For new readers, for example class NewSoftwareReader(PSMReaderBase):, we just need to define:

  1. def __init__(self, *, column_mapping:dict=None, modification_mapping:dict=None) Here column_mapping is the dict with key=alphabase columns, value=new software columns. modification_mapping is the dict with key=alphabase modification name, value=new software modifications.

  2. def _load_file(self, file_name)->pd.DataFrame: tell alphabase how to read the new software results into pandas.DataFrame.

And normally, basic methods defined in PSMReaderBase will handle all other steps.

jalew188 commented 2 years ago

All readers could be accessed by alphabase.io.psm_reader.psm_reader_provider

There are two methods to get reader by reader name:

  1. psm_reader_provider.get_reader(reader_name:str, *, column_mapping=dict, modification_mapping=dict) reader_name could be: alphapept, maxquant, pfind, spectronaut, diann.

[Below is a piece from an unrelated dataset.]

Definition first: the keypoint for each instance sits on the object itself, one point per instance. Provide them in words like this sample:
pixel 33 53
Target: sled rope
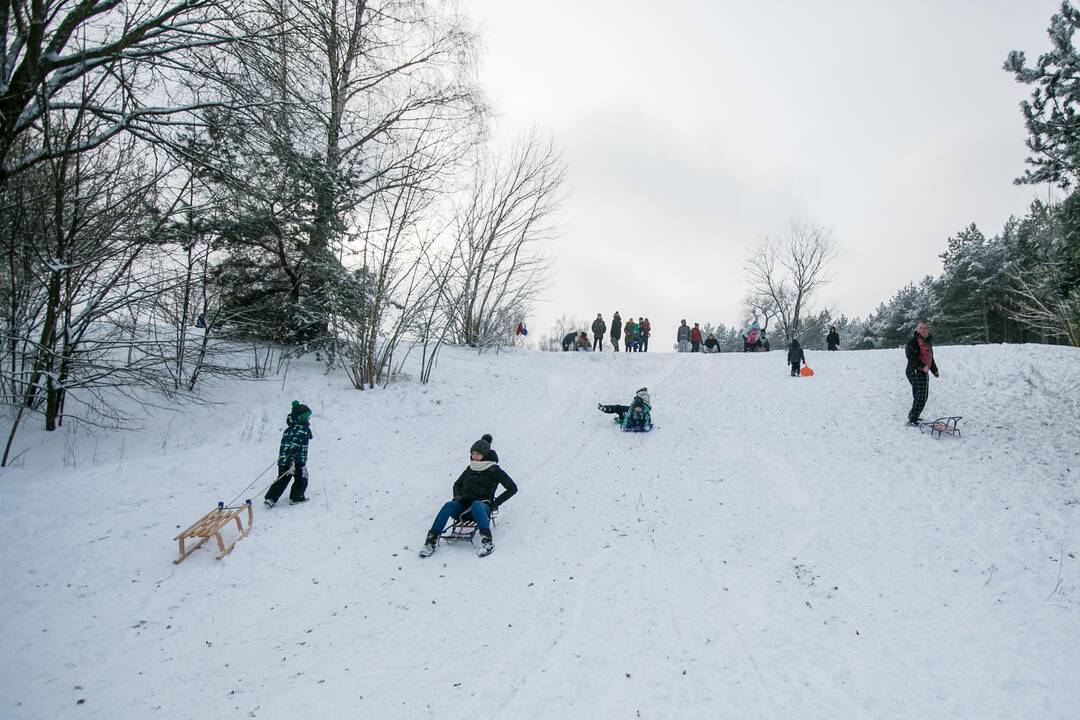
pixel 241 494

For example, psm_reader_provider.get_reader('alphapept', column_mapping=alphapept_column_dict, modification_mapping=alphapept_mod_dict).
  2. psm_reader_provider.get_reader_by_yaml(yaml_dict:dict) yaml_dict must contains {reader_type[str], column_mapping[dict], modification_mapping[str]}. We have defined several reader dicts in alphabase.io.psm_reader.psm_reader.yaml.